Using ESO's Very Large Telescope (VLT), Tom Seccull, from Queen's University Belfast in the UK, and colleagues found that an unusual object at the Kuiper Belt, a region at the edge of the Solar System and beyond the orbit of planet Neptune, is a carbon-rich asteroid.

2004 EW95

The space rock called 2004 EW95 is the first of its kind that researchers found exiled from the inner Solar System.

Researchers said that the asteroid likely formed in the asteroid belt between Jupiter and Mars but was eventually hurled out billions of miles into its new home in the Kuiper Belt.

Scientists have long suspected that many objects in this region originated much closer to Earth but how did they get there?

Ejected Far Into Space

Some theories point to the behavior of gas giants like Saturn and Jupiter during the early stages of the Solar System's formation.

These theories posit that the gas giants did not start their life in a fixed orbit but rather careened through the galaxy accreting materials, bouncing against each other's gravity, and throwing out smaller in their path far into space.

If these theories are correct, some of the asteroids that orbit around Kuiper Belt should be the same carbonaceous asteroids that are commonly found in the asteroid belt between Mars and Jupiter.

Observations of 2004 EW95 revealed the presence of minerals phyllosilicates and ferric oxides.

These minerals suggest that the object formed under conditions similar to those that formed many of the carbonaceous asteroids closer to Earth.

Light reflection data also suggest that the space rock sustained a massive blow that caused it to heat up significantly.

Renegade Gas Giants

Researchers said that the asteroid's characteristics are consistent with the idea that it may have formed near Jupiter along with other carbonaceous asteroids, and that it was thrown into the Kuiper Belt by migrating planets.
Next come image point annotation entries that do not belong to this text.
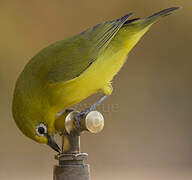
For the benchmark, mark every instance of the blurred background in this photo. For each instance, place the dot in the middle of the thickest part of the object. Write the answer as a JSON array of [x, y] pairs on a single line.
[[148, 123]]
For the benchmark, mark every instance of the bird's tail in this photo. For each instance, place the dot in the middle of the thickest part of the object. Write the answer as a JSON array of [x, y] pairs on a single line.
[[142, 23]]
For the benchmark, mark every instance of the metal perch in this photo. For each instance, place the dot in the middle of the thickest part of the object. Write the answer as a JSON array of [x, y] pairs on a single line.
[[71, 160]]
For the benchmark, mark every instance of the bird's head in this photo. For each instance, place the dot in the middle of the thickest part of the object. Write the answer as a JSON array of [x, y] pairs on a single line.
[[35, 122]]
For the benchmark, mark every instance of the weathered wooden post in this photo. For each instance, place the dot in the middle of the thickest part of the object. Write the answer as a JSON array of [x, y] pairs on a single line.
[[71, 161]]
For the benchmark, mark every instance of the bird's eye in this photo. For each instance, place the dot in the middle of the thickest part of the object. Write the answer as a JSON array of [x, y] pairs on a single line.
[[41, 129]]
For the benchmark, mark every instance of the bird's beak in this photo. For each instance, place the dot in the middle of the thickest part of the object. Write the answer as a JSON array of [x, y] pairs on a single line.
[[51, 142]]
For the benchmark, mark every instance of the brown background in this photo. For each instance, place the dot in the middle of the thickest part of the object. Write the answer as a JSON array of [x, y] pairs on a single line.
[[148, 121]]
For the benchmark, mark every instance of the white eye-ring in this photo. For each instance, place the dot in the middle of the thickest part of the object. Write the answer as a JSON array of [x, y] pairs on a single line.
[[41, 129]]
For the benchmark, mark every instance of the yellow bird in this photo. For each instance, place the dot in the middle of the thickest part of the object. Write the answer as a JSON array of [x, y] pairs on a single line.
[[70, 70]]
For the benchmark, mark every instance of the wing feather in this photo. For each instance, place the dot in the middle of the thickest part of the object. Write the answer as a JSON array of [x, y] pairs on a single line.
[[79, 52]]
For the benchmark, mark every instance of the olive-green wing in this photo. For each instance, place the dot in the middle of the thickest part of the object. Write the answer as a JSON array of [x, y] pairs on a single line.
[[76, 54]]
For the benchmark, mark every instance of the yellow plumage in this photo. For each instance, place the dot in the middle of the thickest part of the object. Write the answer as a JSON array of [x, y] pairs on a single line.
[[69, 71]]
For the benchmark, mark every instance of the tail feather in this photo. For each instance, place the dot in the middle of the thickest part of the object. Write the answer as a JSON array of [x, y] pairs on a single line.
[[142, 23]]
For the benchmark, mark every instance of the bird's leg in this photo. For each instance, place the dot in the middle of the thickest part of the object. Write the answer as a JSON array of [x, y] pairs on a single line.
[[107, 90]]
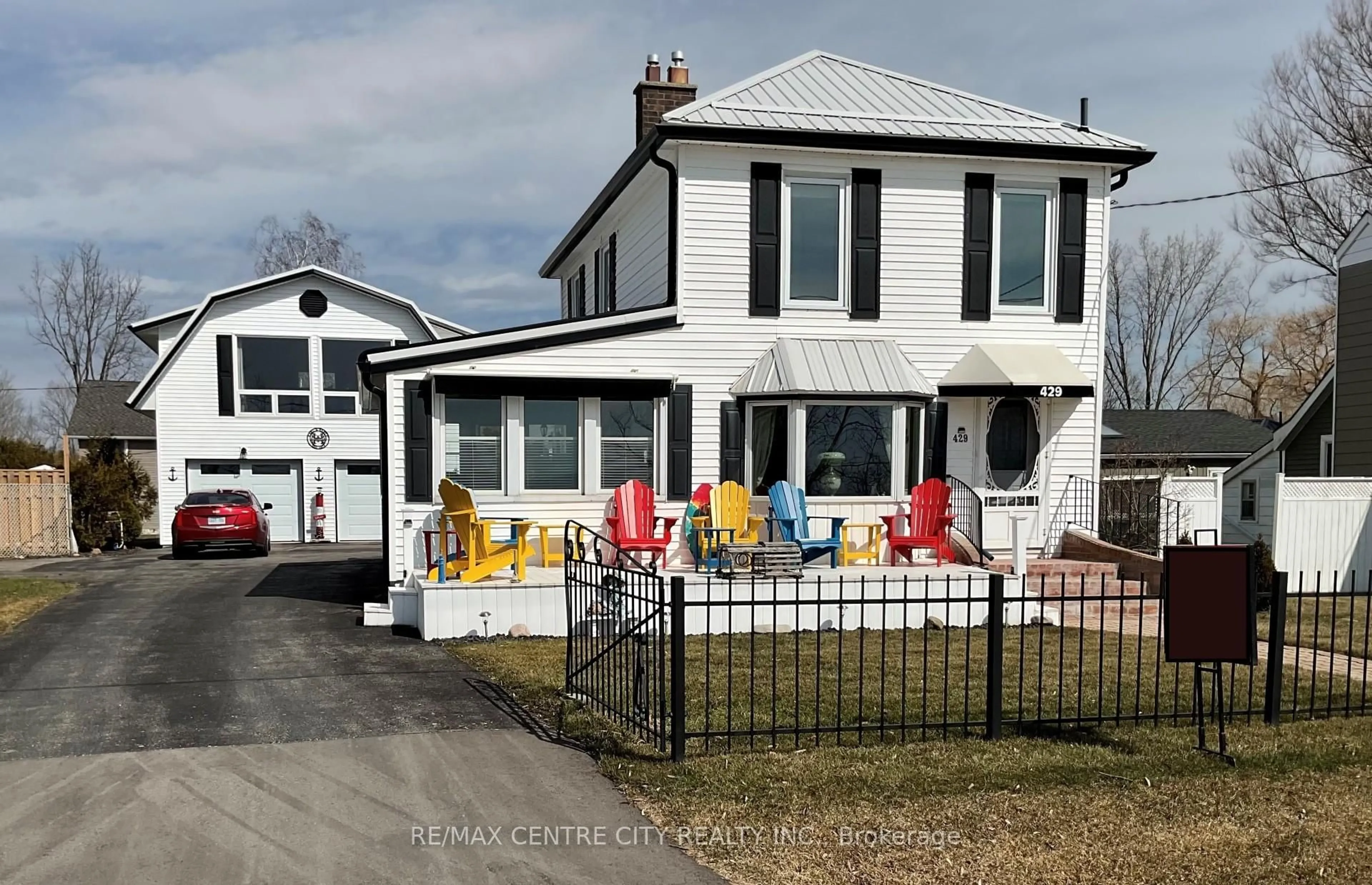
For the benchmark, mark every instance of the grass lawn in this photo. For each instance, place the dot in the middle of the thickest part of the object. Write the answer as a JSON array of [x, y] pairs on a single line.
[[24, 598], [1338, 624], [1130, 805]]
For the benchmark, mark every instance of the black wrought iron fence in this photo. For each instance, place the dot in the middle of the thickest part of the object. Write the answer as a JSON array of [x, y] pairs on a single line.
[[617, 639], [824, 660]]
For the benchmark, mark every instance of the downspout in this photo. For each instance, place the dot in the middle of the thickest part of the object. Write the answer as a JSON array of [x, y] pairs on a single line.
[[671, 216]]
If the asteroid is indeed a carbon-rich exile that was kicked out of its original home by a young gas giant, it offers confirmation to theories that gas giants partied up in the early days of the solar system and ejected rocky orbits into far-away orbits.

"The discovery of a carbonaceous asteroid in the Kuiper Belt is a key verification of one of the fundamental predictions of dynamical models of the early Solar System," said ESO astronomer Olivier Hainaut.

The findings were published in The Astrophysical Journal Letters.